Paris : Des associations demandent des contrôles des deux-roues polluants

POLLUTION 80 % des deux-roues à moteur thermique sont en infraction sur leur niveau de pollution, selon la préfecture citée par les associations

20 Minutes avec AFP
Manifestation de motards en avril 2021 (Illustrtaion)
Manifestation de motards en avril 2021 (Illustrtaion) — JEANNE ACCORSINI/SIPA

Elles ont les motos et scooters dans le collimateur. Les associations Respire, Ras le Scoot et Paris Sans Voiture ont annoncé mardi avoir déposé un recours contentieux contre la mairie et la préfecture de police de Paris, demandant des contrôles des deux-roues polluants.

Dans leur recours déposé devant le Tribunal administratif de Paris, les associations et 20 citoyens souhaitent que les autorités de police contrôlent et sortent de la circulation les deux-roues motorisés « pour réduire la pollution atmosphérique et protéger la santé publique », est-il indiqué dans un communiqué. Elles citent l’article R-318-1 du Code de la route, selon lequel « les véhicules à moteur ne doivent pas émettre de fumées, de gaz toxiques, corrosifs ou odorants, dans des conditions susceptibles d’incommoder la population ou de compromettre la santé et la sécurité publiques ».

80 % des deux roues sont en infraction

« Les contrôles de verbalisation et de sanction sur les deux-roues motorisés ne sont aujourd’hui pas mis en place, alors même qu’ils sont une source de pollution atmosphérique et sonore importante », accuse Tony Renucci, directeur général de Respire. « La Ville de Paris doit être exemplaire et précurseur, dans le cadre de la Zone à faibles émissions et en vue des JO 2024. »

« La Mairie de Paris et la préfecture se retranchent derrière l’absence de tout outil technique disponible [pour verbaliser], alors même que, selon la préfecture, 80 % des deux roues sont en infraction », souligne de son côté Camille Mialot, avocat de l’association Respire.

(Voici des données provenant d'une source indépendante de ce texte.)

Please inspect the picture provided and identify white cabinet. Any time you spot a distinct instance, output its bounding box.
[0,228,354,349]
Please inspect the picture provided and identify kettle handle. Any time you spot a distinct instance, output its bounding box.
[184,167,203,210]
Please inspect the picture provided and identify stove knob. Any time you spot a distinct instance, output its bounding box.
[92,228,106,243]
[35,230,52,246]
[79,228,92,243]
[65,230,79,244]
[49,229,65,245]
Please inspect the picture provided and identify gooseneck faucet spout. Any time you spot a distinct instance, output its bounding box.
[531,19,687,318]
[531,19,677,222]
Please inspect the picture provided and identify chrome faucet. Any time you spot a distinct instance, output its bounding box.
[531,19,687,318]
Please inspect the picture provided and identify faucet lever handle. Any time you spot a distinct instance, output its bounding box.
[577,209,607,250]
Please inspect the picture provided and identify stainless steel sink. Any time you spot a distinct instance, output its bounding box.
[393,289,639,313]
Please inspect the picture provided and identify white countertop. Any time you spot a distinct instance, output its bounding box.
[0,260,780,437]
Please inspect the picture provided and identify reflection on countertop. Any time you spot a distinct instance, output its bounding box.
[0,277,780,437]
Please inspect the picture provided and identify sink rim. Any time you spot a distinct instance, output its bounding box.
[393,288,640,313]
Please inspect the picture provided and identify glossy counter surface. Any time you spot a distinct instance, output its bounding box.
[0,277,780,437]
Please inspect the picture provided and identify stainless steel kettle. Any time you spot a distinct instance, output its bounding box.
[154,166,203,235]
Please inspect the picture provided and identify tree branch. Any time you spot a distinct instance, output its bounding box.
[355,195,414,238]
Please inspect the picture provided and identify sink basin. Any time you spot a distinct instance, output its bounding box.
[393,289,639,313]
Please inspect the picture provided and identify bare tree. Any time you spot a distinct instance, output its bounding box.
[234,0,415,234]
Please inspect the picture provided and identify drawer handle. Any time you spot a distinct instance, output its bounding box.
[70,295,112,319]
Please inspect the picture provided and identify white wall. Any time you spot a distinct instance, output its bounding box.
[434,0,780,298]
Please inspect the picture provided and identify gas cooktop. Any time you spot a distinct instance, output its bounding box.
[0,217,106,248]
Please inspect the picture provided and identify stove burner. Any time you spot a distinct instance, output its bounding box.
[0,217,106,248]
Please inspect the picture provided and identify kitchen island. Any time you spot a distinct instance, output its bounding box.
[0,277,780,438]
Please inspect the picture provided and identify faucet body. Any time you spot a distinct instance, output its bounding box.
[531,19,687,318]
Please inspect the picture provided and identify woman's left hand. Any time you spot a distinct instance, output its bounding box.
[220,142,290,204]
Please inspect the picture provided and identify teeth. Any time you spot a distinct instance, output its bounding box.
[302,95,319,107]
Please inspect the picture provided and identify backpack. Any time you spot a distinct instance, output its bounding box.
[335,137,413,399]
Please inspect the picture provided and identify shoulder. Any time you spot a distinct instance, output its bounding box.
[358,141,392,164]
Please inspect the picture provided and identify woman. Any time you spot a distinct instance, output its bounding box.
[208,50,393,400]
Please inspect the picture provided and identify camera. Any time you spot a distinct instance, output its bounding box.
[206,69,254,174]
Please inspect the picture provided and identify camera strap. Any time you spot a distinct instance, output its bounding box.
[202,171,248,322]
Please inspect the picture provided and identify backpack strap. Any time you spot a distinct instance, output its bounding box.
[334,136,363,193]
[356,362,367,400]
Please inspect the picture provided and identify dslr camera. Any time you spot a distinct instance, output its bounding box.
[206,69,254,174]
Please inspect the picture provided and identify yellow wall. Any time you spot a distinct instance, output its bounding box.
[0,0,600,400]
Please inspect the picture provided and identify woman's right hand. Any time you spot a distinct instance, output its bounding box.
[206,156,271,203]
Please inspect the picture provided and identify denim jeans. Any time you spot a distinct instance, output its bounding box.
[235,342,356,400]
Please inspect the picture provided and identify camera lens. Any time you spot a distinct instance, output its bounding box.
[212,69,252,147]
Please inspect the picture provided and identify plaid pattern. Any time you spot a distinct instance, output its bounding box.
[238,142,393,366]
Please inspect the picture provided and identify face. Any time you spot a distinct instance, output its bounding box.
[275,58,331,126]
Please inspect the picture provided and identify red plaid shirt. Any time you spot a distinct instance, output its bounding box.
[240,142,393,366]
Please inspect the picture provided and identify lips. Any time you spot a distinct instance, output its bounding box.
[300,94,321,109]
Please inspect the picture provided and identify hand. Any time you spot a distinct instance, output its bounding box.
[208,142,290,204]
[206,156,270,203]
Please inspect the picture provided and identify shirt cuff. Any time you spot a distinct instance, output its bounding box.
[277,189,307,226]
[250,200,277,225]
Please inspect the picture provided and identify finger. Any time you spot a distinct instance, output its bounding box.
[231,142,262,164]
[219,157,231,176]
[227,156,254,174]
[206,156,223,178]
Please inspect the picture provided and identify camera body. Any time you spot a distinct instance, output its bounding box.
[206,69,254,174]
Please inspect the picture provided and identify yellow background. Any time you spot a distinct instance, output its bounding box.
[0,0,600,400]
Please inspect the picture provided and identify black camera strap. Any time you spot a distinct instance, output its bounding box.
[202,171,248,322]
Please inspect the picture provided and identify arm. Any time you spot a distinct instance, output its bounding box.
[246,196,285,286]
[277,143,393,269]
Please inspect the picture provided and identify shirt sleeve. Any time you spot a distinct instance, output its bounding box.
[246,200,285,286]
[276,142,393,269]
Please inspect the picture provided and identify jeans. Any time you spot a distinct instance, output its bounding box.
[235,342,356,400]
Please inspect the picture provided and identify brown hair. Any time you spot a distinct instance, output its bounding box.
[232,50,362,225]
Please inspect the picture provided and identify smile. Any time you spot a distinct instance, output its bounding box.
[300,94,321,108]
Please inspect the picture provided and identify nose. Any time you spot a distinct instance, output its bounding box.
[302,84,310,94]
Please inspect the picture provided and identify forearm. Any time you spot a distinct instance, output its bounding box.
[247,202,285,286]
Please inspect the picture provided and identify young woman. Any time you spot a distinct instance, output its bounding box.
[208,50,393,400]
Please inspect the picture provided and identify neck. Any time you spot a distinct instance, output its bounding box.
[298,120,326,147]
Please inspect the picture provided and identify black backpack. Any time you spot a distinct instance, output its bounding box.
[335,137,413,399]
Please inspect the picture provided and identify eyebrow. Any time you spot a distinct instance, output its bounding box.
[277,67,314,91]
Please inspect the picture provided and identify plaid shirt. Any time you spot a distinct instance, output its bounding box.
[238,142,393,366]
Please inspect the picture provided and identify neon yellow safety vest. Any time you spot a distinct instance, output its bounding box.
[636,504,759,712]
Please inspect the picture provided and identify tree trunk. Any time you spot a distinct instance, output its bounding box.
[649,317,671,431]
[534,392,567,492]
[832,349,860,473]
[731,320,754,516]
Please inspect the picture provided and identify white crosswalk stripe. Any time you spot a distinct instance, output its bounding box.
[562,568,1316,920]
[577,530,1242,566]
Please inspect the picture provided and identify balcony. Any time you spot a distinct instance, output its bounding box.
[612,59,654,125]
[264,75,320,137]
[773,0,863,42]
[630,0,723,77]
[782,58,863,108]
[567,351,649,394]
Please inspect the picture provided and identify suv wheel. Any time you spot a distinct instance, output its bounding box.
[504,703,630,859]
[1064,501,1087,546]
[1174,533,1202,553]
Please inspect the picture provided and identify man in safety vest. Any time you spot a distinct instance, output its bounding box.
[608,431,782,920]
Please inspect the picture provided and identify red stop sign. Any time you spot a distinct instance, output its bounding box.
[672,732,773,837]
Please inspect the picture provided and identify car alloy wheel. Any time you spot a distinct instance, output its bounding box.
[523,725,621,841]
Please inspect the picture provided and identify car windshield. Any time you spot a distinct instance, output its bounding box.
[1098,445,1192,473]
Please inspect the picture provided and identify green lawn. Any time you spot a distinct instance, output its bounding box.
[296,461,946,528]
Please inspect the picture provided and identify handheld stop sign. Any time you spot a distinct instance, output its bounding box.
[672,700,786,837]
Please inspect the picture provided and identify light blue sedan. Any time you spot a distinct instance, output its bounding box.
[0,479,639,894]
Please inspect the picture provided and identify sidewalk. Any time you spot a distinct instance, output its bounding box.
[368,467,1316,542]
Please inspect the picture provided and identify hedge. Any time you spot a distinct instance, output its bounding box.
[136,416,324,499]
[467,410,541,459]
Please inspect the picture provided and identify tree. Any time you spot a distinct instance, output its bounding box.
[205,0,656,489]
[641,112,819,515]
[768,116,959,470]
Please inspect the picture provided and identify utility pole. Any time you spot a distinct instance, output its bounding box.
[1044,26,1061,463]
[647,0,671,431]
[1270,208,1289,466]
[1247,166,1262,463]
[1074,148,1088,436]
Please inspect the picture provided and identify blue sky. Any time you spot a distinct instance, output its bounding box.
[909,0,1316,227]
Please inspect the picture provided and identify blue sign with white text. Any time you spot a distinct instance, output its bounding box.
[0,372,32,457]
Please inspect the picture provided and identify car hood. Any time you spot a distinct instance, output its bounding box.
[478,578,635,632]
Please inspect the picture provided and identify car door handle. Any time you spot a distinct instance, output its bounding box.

« Laxisme de la part de l’Etat »

La Mairie de Paris a déjà prévu de mettre en place au 1er septembre le stationnement payant pour les deux-roues à moteur thermique (2RM). Selon David Belliard, adjoint (EELV) aux mobilités et à la transformation de l’espace public, les associations disent via ce recours « que l’Etat a organisé le laxisme sur le contrôle ».

« Macron a souhaité que ces ZFE soient systématiques dans les agglomérations de plus de 150.000 habitants mais sans mesure d’accompagnement pour les plus précaires ni sanction automatique, sans possibilité d’avoir de radar automatique pour vérifier leur vignette. Il y a une forme de laxisme de la part de l’Etat du point de vue des 2RM », a poursuivi l’élu parisien mardi en présentant le service d’enregistrement pour le stationnement des deux-roues. « On a encore des efforts à faire, nous, Ville [de Paris], pour sortir de cette logique : on y va réellement pour remettre les 2RM dans le droit commun en termes d’usage de l’espace public et de probabilité de sanction/contrôle », a souligné Belliard.